Fast Internet for science and research opens

The National LambdaRail system is a fiber-optic network to link technology companies and leading research universities. It is designed to be the largest and fastest scientific research network in the world. National LambdaRail will carry 400 billion bits of data a second, the equivalent of five million simultaneous phone conversations, enough for handling tasks such as gathering world-wide telescope data to make up a sky map of the universe as seen from Earth, or making use of the human genome to design better drugs and understand genetic diseases, or modeling world-wide climate changes, or simulating and predicting earthquakes. The new network will be available only to the scientific community, but it will also be used to develop the tools for future Internets that are faster, and more secure. The first leg of the network, a 674-mile optical section that connects supercomputing centers in Chicago and Pittsburgh, came online in November 2003. By 2005, a consortium of technology companies and leading research universities will be adding 10,000 miles of optical fiber to the National LambdaRail. A section linking Atlanta to Washington is scheduled to open in April 2004 and links from Atlanta to Dallas and from Atlanta to Jacksonville are to be added later in the year. Georgia Tech, in Atlanta, plans to make the network available to more than 20 colleges and universities throughout that state.

DMCA exceptions announced

The Library of Congress has announced four limited exceptions to Digital Millennium Copyright Act (DMCA) rules against copying copyright materials. The first exception allows copying lists of Internet locations that are blocked by commercially-marketed filtering software, unless the software operates only to protect damage to a computer, or to prevent receipt of e-mail. The second exception allows copying of computer programs protected by obsolete means that prevent access due to malfunction or damage. The third allows copying of computer programs and video games which are distributed in obsolete formats and require the original media or hardware as a condition of access. The fourth allows copying of ebooks when no versions for disabled persons are available.
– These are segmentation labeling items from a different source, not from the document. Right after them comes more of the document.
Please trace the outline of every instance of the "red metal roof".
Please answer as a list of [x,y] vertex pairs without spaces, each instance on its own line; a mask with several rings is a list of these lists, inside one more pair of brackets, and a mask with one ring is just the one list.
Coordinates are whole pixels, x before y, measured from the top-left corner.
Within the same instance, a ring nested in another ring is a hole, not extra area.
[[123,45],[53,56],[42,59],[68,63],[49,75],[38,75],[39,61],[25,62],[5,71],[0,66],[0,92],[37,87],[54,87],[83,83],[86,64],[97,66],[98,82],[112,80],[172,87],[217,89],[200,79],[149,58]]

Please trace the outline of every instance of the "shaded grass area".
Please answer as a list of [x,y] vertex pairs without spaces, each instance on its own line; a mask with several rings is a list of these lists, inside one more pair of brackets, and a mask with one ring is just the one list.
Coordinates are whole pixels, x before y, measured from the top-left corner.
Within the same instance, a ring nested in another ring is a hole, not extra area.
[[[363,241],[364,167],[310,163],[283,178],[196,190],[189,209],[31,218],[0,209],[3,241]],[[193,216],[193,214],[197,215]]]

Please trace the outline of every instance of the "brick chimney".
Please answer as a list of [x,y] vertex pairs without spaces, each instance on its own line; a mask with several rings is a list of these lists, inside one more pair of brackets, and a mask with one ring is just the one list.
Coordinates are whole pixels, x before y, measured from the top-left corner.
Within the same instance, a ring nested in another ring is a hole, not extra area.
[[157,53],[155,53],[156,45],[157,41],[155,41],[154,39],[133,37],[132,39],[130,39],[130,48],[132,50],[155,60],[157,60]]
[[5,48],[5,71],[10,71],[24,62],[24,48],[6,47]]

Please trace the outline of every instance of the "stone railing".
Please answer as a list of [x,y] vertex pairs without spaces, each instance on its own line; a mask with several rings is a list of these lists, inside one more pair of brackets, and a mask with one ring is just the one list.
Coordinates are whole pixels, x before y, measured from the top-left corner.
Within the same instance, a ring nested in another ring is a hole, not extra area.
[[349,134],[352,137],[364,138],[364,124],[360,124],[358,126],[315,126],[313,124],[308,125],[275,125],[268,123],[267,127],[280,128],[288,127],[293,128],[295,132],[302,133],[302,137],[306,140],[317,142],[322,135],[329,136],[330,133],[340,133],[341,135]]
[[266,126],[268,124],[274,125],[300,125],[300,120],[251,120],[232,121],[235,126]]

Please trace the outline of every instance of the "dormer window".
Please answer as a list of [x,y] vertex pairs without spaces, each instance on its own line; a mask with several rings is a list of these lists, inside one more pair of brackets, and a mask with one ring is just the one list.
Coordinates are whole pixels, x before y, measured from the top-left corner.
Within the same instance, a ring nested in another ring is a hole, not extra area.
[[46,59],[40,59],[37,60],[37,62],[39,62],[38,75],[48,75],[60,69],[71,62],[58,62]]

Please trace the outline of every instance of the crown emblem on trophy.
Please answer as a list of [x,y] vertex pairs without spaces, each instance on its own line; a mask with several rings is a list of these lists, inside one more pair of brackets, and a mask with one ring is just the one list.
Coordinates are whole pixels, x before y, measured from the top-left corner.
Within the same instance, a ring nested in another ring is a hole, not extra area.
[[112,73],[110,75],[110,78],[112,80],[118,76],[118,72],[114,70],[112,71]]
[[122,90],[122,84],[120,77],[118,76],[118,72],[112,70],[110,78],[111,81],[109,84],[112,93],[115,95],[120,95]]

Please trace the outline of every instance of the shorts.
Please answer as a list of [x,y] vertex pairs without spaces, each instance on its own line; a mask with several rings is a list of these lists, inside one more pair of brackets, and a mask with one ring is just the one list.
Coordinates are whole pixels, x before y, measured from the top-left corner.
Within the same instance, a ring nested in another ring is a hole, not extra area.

Critics are disappointed that the Library of Congress has not moved beyond these narrow exceptions to allow broad fair use of copyright digital materials. For example, consumer organizations had hoped that the allowed exceptions would include skipping commercials on DVDs, altering CDs to play on different equipment, and changing ebook formats to allow reading on multiple devices.

Notable new Web sites

The 10,000 eBooks Web site (http://mc.clintock.com/gutenberg) provides Project Gutenberg books in Palm, HTML, PDF, Rocket eBook, iSilo, Doc, Plucker and zTXT formats. Not all of these formats are available for every ebook. At the site, ebooks are listed by author and title.

Images from the Boer War to the D-Day landings can be viewed at the Web site of the British Pathe digital news archive (www.britishpathe.com). Over 12 million historic photographs are available. The unique collection was created by re-scanning 3,500 hours of 35mm film.